De um sonho, de um surto, de uma extravagância delirante, a utopia de Francis Ford Coppola encontra seu ocaso de um modo triunfal: ame ou odeie, louve ou lamente, o cineasta crava sua lança na história e edifica seu próprio SPEED RACER/THE ROOM particular, um cinema que remete aos malabares de MOULIN ROUGE (Baz Luhrmann), ao artificialismo dA GRANDE BELEZA (Paolo Sorrentino) e, no entanto, transcende, pois é inclassificável, como uma fera selvagem que desafia os limites da própria razão. A urbe colossal em cena evoca a distopia de Gotham City/Metropolis, salpicada por efeitos dignos de NOSSO LAR. Adam Driver está desastroso, sua química com Nathalie Emmanuel inexistente – mas nada disso importa, pois a estética é tão exagerada, tão desavergonhadamente kitsch, tão impregnada de um espírito oitentista, que o resultado resvala no sublime. E por tal espetáculo, o público deve assistir/recompensar, como quem testemunha um evento social épico, um marco cinematográfico, um divisor de águas. Sim, e apesar de tudo, “this is cinema”, diria Scorsese, ou “pão e circo”, diriam os romanos.
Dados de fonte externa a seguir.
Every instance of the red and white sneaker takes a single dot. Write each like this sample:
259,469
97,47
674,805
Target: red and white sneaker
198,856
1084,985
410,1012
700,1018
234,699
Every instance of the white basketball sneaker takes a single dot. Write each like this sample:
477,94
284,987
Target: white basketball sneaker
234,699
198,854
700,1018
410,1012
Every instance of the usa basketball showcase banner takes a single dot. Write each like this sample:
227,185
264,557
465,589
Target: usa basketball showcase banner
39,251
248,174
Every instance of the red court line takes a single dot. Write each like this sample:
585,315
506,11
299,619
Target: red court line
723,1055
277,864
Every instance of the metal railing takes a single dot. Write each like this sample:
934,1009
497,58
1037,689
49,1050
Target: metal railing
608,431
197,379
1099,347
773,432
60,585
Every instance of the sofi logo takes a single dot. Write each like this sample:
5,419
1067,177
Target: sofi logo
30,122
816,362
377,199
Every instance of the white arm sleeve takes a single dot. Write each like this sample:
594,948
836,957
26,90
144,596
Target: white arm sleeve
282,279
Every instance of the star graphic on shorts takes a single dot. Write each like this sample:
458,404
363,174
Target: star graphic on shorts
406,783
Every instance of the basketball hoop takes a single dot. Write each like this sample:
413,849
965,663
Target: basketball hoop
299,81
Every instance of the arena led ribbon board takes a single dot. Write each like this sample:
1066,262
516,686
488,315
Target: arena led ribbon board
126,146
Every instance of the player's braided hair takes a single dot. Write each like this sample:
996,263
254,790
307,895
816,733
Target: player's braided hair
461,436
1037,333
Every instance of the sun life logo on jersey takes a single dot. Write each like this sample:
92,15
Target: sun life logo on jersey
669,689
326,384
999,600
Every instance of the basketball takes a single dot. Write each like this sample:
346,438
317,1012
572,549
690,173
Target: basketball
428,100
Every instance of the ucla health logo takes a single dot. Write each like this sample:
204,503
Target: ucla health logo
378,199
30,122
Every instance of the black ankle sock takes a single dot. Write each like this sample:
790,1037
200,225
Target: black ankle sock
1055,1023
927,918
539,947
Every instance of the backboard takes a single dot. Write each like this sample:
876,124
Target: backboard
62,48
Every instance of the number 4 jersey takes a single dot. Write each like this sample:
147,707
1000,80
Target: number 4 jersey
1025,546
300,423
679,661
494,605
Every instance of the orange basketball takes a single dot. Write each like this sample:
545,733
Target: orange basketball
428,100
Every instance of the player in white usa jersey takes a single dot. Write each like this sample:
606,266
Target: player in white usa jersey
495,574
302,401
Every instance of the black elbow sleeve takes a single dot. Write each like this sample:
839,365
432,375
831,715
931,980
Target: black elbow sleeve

Então, no ventre da batalha de “produzir cinema”, Coppola se atira aos leões, tal qual um gladiador em seu embate final, desferindo este último golpe febril – um filme doentio, à espreita a cada passo da inépcia, mas que, em rompantes, despe a armadura para mergulhar em aventuras arriscadas, em deslumbres inesperados. Beleza, no limite, como um acrobata que desafia as leis da gravidade. E sob pilhas de lantejoulas reluzentes, MEGALÓPOLIS se ergue como um megazord colossal sobre o próprio (ato de) cinema, espetáculo absoluto em sua forma mais plena.

E não à toa tamanha ousadia: a certa altura, a projeção se interrompe para que um ator suba ao palco e entreviste o protagonista – um ato impensável de cineteatro, um rasgo de insanidade digno de David Lynch. Vale pela surpresa, embora todo o resto se equilibre claudicante na corda-bamba do fracasso épico. Ali, no vértice do risco, Coppola paira no alto, seu cinema reduzido a um fio de ar, um sopro breve entre a queda e o voo, uma (tentativa?) de suicídio artístico, um delírio de titanismo, um desafio aos deuses (ao público? aos produtores? aos exibidores?), mas que segue assim gigantesco, no triunfo e no desastre.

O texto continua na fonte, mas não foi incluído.